I have a small garage shop and seeing that I have never turned anything larger than pens and bottle toppers, I was thinking to save some space by switching to a smaller lathe.

My current lathe is 50"+ in length and 6" from the headstock to the base. So I guess that means I could turn something under 12" but never have. I have tons of accessories for it which makes it had to let go but its just 3 feet longer than I need.

I can see my self wanting to make things like pens, toppers, yo-yos, bowls, pepper mills, and stuff like that.

I was thinking about either the Mini Jet or Rikon models and was looking for opinions. I could even be talked into keeping the large lathe if there is a good reason.

Thanks,

David


----------



## djonesax (Mar 3, 2008)

Actually, I found this picture of a lathe that looks identical to mine.


----------



## john lucas (Sep 18, 2007)

Well you could go with the Jet mini (10" swing) or the newer Jet midi which has 12" swing and little more horsepower. The Rikon may be 12 but I can't remember. 
Anyway what I would look for is one that has the same thread size and morse taper size. You's is possibly #2 morse taper and 1"x8 but I'm guessing. That way you would be able to use all the accessories you have now. 
Some of the minis out there accept bed extensions so if you should ever want to go back to turning longer things you could buy just picking up one of those.


----------



## djonesax (Mar 3, 2008)

john lucas said:


> Well you could go with the Jet mini (10" swing) or the newer Jet midi which has 12" swing and little more horsepower.

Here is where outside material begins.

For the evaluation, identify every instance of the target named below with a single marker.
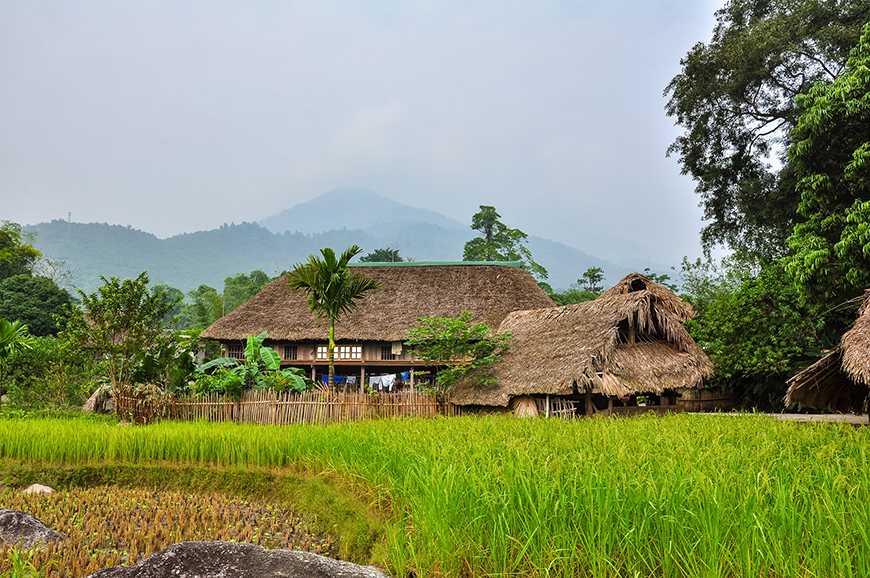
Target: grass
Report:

The Rikon may be 12 but I can't remember.
> Anyway what I would look for is one that has the same thread size and morse taper size. You's is possibly #2 morse taper and 1"x8 but I'm guessing. That way you would be able to use all the accessories you have now.
> Some of the minis out there accept bed extensions so if you should ever want to go back to turning longer things you could buy just picking up one of those.


It is a #2 morse taper. The accessories I was mentioning are things like tool rests and such. Would those still fit? 

David


----------



## Dave Paine (May 30, 2012)

djonesax said:


> It is a #2 morse taper. The accessories I was mentioning are things like tool rests and such. Would those still fit?
> 
> David


It depends on the post diameter. Most smaller lathes have e.g., 5/8in dia posts. Larger lathes have 1in dia.


----------



## NCPaladin (Aug 7, 2010)

I don't know if the 50"+ is the overall length or between centers? I looked up a Rikon and it list the overall length at 32"; this was for 16" between centers. So you would save about 1.5 feet not 3 feet. Probably most midi's are about the same.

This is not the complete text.